Resume the most recent interactive conversation for a working directory:

```bash
./codex_auto_run.py \
  --resume-last \
  -C ~/code/my_project \
  -p "Continue the task and rerun the verification."
```

Resume a specific Codex session ID or name:

```bash
./codex_auto_run.py \
  --resume SESSION_ID \
  -C ~/code/my_project \
  -p "Continue from the previous result."
```

Open Codex's interactive session picker:

```bash
./codex_auto_run.py --resume -C ~/code/my_project
```

The picker form cannot be combined with `-p` or `--prompt-file`; select the conversation first and then type in Codex. Resuming starts a new `tmux` wrapper around a persisted Codex conversation. If the original `tmux` session is still running, simply reattach to that session instead.

## Pass options to Codex

Place Codex-specific global options after `--`:

```bash
./codex_auto_run.py \
  -C ~/code/my_project \
  -p "Research and implement the task." \
  -- \
  --search \
  --model MODEL_NAME
```

The wrapper reserves `-p` for the initial or resumed-session follow-up prompt. Use `--codex-profile PROFILE_NAME` for a Codex profile.

No model is hardcoded by this repository. Without `--model`, Codex inherits the model selected by the user's Codex configuration and CLI defaults.

Some Codex options that conflict with wrapper-managed behavior, including Codex's own approval, sandbox, working-directory, full-auto, and bypass flags, are rejected. Use the wrapper's `--sandbox`, `-C`, and `--bypass` options instead.

## Watcher controls

Show the watcher and managed-session status:

```bash
./codex_auto_run.py --status
```

Stop the watcher:

```bash
./codex_auto_run.py --stop-daemon
```

Start only the watcher:

```bash
./codex_auto_run.py --start-daemon
```

By default, private watcher state and logs are stored under `~/.runtime/codex-auto/`. Only sessions created and registered by this wrapper are watched.

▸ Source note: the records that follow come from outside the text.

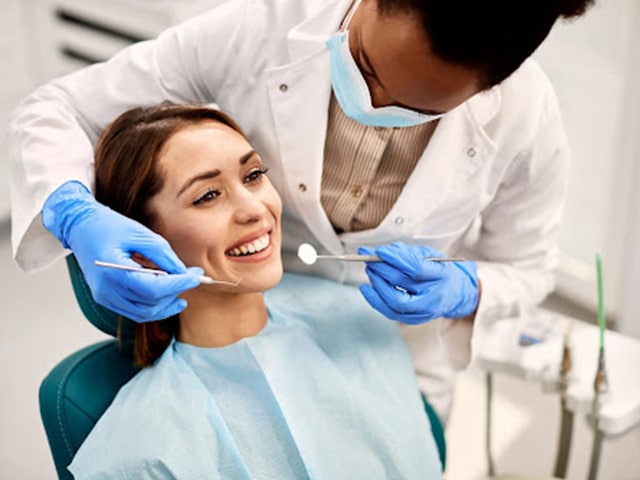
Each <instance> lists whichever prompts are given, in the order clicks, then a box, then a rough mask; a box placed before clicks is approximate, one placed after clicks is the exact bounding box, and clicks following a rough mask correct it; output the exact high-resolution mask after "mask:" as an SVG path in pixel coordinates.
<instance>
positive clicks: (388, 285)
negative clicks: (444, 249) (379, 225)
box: [358, 242, 478, 324]
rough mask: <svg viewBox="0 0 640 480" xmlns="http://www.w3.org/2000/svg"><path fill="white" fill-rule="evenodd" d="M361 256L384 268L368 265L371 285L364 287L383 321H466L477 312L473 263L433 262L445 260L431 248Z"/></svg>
mask: <svg viewBox="0 0 640 480" xmlns="http://www.w3.org/2000/svg"><path fill="white" fill-rule="evenodd" d="M358 253H360V254H364V255H372V254H375V255H378V256H379V257H380V258H381V259H382V260H383V261H382V262H368V263H367V267H366V270H365V271H366V273H367V276H368V277H369V281H370V282H371V285H367V284H363V285H360V291H361V292H362V295H363V296H364V298H365V299H366V300H367V302H369V304H370V305H371V306H372V307H373V308H375V309H376V310H378V311H379V312H380V313H382V314H383V315H384V316H386V317H388V318H390V319H392V320H398V321H400V322H402V323H408V324H418V323H425V322H428V321H429V320H433V319H434V318H438V317H448V318H462V317H466V316H468V315H470V314H471V313H473V312H474V311H475V310H476V308H477V306H478V278H477V267H476V263H475V262H433V261H429V260H425V259H424V258H425V257H444V255H443V254H442V253H441V252H439V251H437V250H434V249H432V248H429V247H424V246H418V245H406V244H404V243H400V242H394V243H392V244H391V245H383V246H380V247H376V248H375V249H371V248H365V247H361V248H360V249H358Z"/></svg>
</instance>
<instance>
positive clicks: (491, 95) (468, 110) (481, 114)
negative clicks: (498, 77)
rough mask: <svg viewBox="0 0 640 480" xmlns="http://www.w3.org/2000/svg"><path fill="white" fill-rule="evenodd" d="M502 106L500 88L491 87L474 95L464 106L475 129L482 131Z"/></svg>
mask: <svg viewBox="0 0 640 480" xmlns="http://www.w3.org/2000/svg"><path fill="white" fill-rule="evenodd" d="M501 104H502V96H501V95H500V88H498V87H493V88H490V89H489V90H484V91H482V92H480V93H477V94H475V95H474V96H473V97H471V98H470V99H469V100H467V101H466V103H465V104H464V106H465V107H466V109H467V111H468V113H469V114H470V118H471V121H472V122H473V123H475V125H476V127H477V128H478V129H480V130H484V129H485V127H486V125H487V124H488V123H489V122H490V121H491V120H492V119H493V118H494V117H495V116H496V115H497V114H498V111H499V110H500V106H501Z"/></svg>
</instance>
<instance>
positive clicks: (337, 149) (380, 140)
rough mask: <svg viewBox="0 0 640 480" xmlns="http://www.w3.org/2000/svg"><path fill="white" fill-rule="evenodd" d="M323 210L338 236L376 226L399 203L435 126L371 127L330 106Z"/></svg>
mask: <svg viewBox="0 0 640 480" xmlns="http://www.w3.org/2000/svg"><path fill="white" fill-rule="evenodd" d="M328 123H329V124H328V128H327V138H326V141H325V147H324V164H323V170H322V187H321V197H320V200H321V202H322V206H323V208H324V210H325V212H326V213H327V216H328V217H329V220H330V221H331V224H332V225H333V227H334V229H335V230H336V232H338V233H342V232H353V231H360V230H367V229H371V228H375V227H377V226H378V225H379V224H380V222H381V221H382V220H383V219H384V217H385V216H386V215H387V213H389V210H391V207H392V206H393V204H394V203H395V201H396V200H397V199H398V196H399V195H400V192H401V191H402V188H403V187H404V185H405V183H406V182H407V180H408V178H409V176H410V175H411V172H412V171H413V168H414V167H415V165H416V163H418V160H419V159H420V156H421V155H422V153H423V152H424V150H425V148H426V147H427V144H428V143H429V139H430V138H431V135H432V134H433V132H434V130H435V128H436V125H437V121H433V122H428V123H425V124H422V125H417V126H414V127H405V128H398V127H390V128H386V127H368V126H365V125H362V124H361V123H358V122H357V121H355V120H352V119H351V118H349V117H347V116H346V115H345V114H344V112H343V111H342V109H341V108H340V105H339V104H338V102H337V100H336V99H335V97H334V96H333V95H332V96H331V102H330V104H329V122H328Z"/></svg>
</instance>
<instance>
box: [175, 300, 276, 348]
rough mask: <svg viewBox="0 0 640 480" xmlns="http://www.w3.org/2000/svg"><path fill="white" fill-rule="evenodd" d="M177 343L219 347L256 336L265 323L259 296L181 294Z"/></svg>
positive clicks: (234, 342) (262, 305)
mask: <svg viewBox="0 0 640 480" xmlns="http://www.w3.org/2000/svg"><path fill="white" fill-rule="evenodd" d="M183 297H184V298H185V300H187V302H188V306H187V308H185V309H184V311H183V312H182V313H180V327H179V330H178V340H179V341H181V342H184V343H188V344H190V345H195V346H198V347H223V346H225V345H230V344H232V343H235V342H237V341H238V340H240V339H242V338H245V337H251V336H254V335H257V334H258V333H259V332H260V331H261V330H262V329H263V328H264V326H265V325H266V323H267V317H268V315H267V307H266V305H265V302H264V295H263V294H262V292H258V293H241V294H232V293H221V294H214V293H211V292H210V291H207V289H203V288H197V289H195V290H191V291H189V292H187V293H185V294H184V296H183Z"/></svg>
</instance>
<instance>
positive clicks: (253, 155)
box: [176, 150, 258, 198]
mask: <svg viewBox="0 0 640 480" xmlns="http://www.w3.org/2000/svg"><path fill="white" fill-rule="evenodd" d="M257 154H258V152H256V151H255V150H250V151H248V152H247V153H245V154H244V155H242V156H241V157H240V158H239V160H238V163H239V164H240V165H241V166H242V165H245V164H246V163H247V162H248V161H249V160H250V159H251V157H253V156H254V155H257ZM220 173H221V172H220V170H219V169H217V168H214V169H213V170H207V171H206V172H202V173H198V174H197V175H194V176H193V177H191V178H190V179H188V180H187V181H186V182H185V184H184V185H183V186H182V188H181V189H180V191H179V192H178V195H176V198H177V197H179V196H180V195H182V194H183V193H184V192H185V190H187V189H188V188H189V187H191V186H192V185H193V184H194V183H197V182H201V181H202V180H210V179H212V178H216V177H217V176H218V175H220Z"/></svg>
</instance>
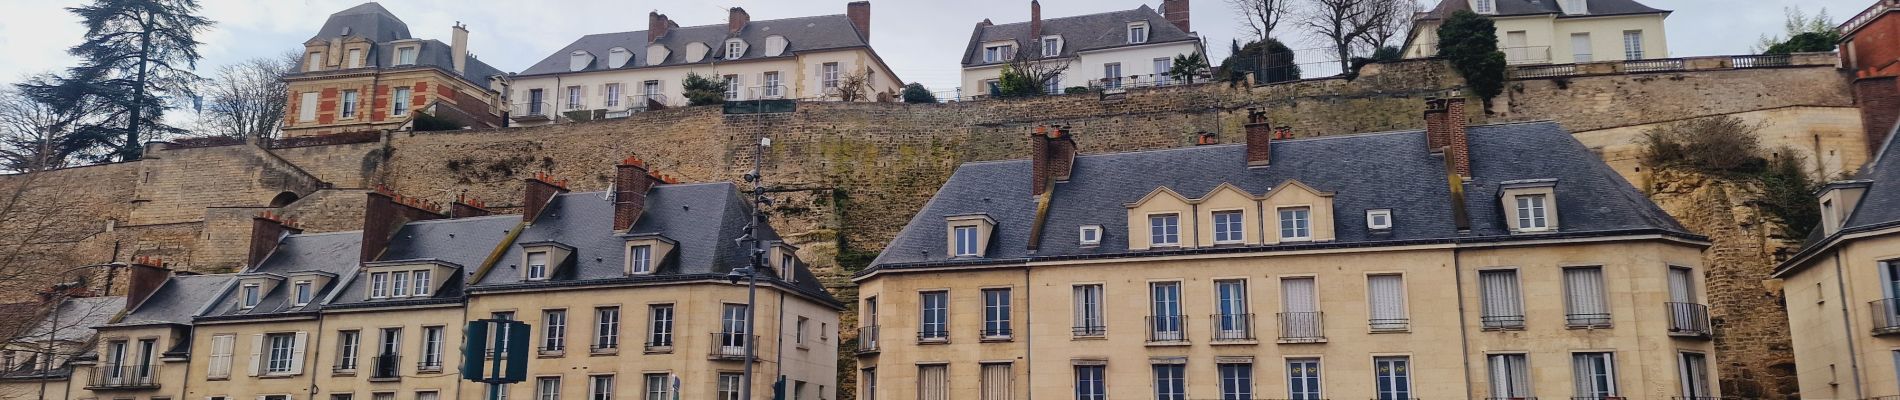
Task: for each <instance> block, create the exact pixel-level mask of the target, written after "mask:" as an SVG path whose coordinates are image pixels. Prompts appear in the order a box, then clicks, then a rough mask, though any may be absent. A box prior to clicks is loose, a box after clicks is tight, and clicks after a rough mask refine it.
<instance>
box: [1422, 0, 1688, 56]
mask: <svg viewBox="0 0 1900 400" xmlns="http://www.w3.org/2000/svg"><path fill="white" fill-rule="evenodd" d="M1455 11H1473V13H1478V15H1484V17H1490V19H1492V21H1495V23H1497V49H1499V51H1505V63H1511V64H1575V63H1598V61H1640V59H1666V57H1670V55H1668V36H1666V34H1664V32H1663V19H1666V17H1668V15H1670V11H1668V9H1657V8H1649V6H1644V4H1640V2H1636V0H1440V2H1438V6H1435V8H1433V9H1431V11H1423V13H1419V15H1417V17H1414V23H1412V34H1408V36H1406V45H1404V55H1406V59H1425V57H1436V55H1438V27H1440V25H1442V23H1444V19H1446V17H1452V13H1455Z"/></svg>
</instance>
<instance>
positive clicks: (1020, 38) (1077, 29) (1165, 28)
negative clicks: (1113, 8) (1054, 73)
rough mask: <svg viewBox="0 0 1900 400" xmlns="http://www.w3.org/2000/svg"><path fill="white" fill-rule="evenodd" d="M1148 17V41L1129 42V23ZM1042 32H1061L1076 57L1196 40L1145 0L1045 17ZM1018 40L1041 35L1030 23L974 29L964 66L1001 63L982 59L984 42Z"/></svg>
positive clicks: (1194, 35) (1030, 40) (1019, 42)
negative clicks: (1102, 8) (1138, 45)
mask: <svg viewBox="0 0 1900 400" xmlns="http://www.w3.org/2000/svg"><path fill="white" fill-rule="evenodd" d="M1134 21H1148V42H1146V44H1129V23H1134ZM1043 36H1062V57H1073V55H1075V53H1079V51H1094V49H1113V47H1129V45H1150V44H1169V42H1186V40H1197V36H1195V34H1193V32H1184V30H1182V28H1180V27H1174V25H1172V23H1169V19H1167V17H1161V13H1159V11H1155V9H1153V8H1148V6H1146V4H1144V6H1140V8H1134V9H1123V11H1108V13H1089V15H1075V17H1056V19H1043ZM1003 40H1015V42H1016V45H1018V49H1037V51H1035V53H1037V55H1039V47H1035V45H1039V44H1041V38H1039V36H1037V38H1030V23H1028V21H1024V23H1005V25H992V27H982V25H980V23H978V25H977V30H975V32H971V38H969V45H967V47H963V66H980V64H1001V63H1007V61H997V63H984V61H982V44H990V42H1003Z"/></svg>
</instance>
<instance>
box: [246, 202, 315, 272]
mask: <svg viewBox="0 0 1900 400" xmlns="http://www.w3.org/2000/svg"><path fill="white" fill-rule="evenodd" d="M302 231H304V229H298V227H296V222H293V220H287V218H283V216H279V214H274V212H270V210H266V212H264V214H258V216H255V218H251V252H249V256H245V267H257V265H258V264H262V262H264V258H268V256H270V252H276V250H277V243H281V241H283V235H285V233H289V235H296V233H302Z"/></svg>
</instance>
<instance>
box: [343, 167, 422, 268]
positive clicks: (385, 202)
mask: <svg viewBox="0 0 1900 400" xmlns="http://www.w3.org/2000/svg"><path fill="white" fill-rule="evenodd" d="M441 209H443V207H439V205H435V203H433V201H426V199H418V197H409V195H399V193H395V191H390V188H384V186H376V190H374V191H369V203H365V205H363V254H361V258H359V262H374V260H376V258H382V250H386V248H390V239H393V237H395V231H399V229H403V224H409V222H418V220H437V218H443V212H441Z"/></svg>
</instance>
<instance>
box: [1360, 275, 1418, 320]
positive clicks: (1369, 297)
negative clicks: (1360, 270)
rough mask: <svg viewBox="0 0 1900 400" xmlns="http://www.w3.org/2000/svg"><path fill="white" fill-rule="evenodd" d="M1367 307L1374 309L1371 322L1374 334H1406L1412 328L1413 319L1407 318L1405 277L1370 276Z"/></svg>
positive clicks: (1366, 304) (1380, 275) (1405, 278)
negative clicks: (1399, 333) (1392, 332)
mask: <svg viewBox="0 0 1900 400" xmlns="http://www.w3.org/2000/svg"><path fill="white" fill-rule="evenodd" d="M1366 305H1370V309H1372V320H1370V322H1372V330H1374V332H1404V330H1408V328H1412V318H1408V317H1406V277H1404V275H1368V277H1366Z"/></svg>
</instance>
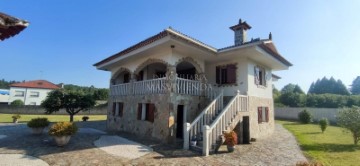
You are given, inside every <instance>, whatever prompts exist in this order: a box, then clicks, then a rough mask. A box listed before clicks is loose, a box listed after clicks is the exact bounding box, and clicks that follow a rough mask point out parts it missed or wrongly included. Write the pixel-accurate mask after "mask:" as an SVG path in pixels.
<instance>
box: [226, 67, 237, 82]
mask: <svg viewBox="0 0 360 166" xmlns="http://www.w3.org/2000/svg"><path fill="white" fill-rule="evenodd" d="M226 74H227V80H226V82H227V83H230V84H234V83H236V66H235V65H227V66H226Z"/></svg>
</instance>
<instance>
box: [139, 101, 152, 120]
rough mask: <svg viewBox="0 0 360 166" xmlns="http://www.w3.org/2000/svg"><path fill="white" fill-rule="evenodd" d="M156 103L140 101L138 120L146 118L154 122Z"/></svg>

Run `./codex_auto_run.py --help` for all tuning and safety options.

## Optional shell aliases

[`LOCAL_SETUP.txt`](LOCAL_SETUP.txt) contains the current `runx`/`rund` Bash
functions, project-relative tmux naming rules, usage examples, and the local
`codex-autorun` skill location. The `rund` function expects a separate
`~/claude_auto_run.py`, which is not included in this repository.

## Tests

The unit tests exercise approval-screen detection, argument validation, resume command construction, binary probing, `tmux` command construction, and daemon lifecycle safeguards without starting a real Codex session:

```bash
PYTHONDONTWRITEBYTECODE=1 python3 -m unittest -v test_codex_auto_run.py
```

A passing unit-test suite cannot guarantee compatibility with a future Codex TUI. Before relying on unattended operation after a Codex upgrade, observe a real low-risk session and verify that approvals are detected as intended.

## Project status

This project is independent and unofficial. It is not an OpenAI product and is not endorsed or supported by OpenAI.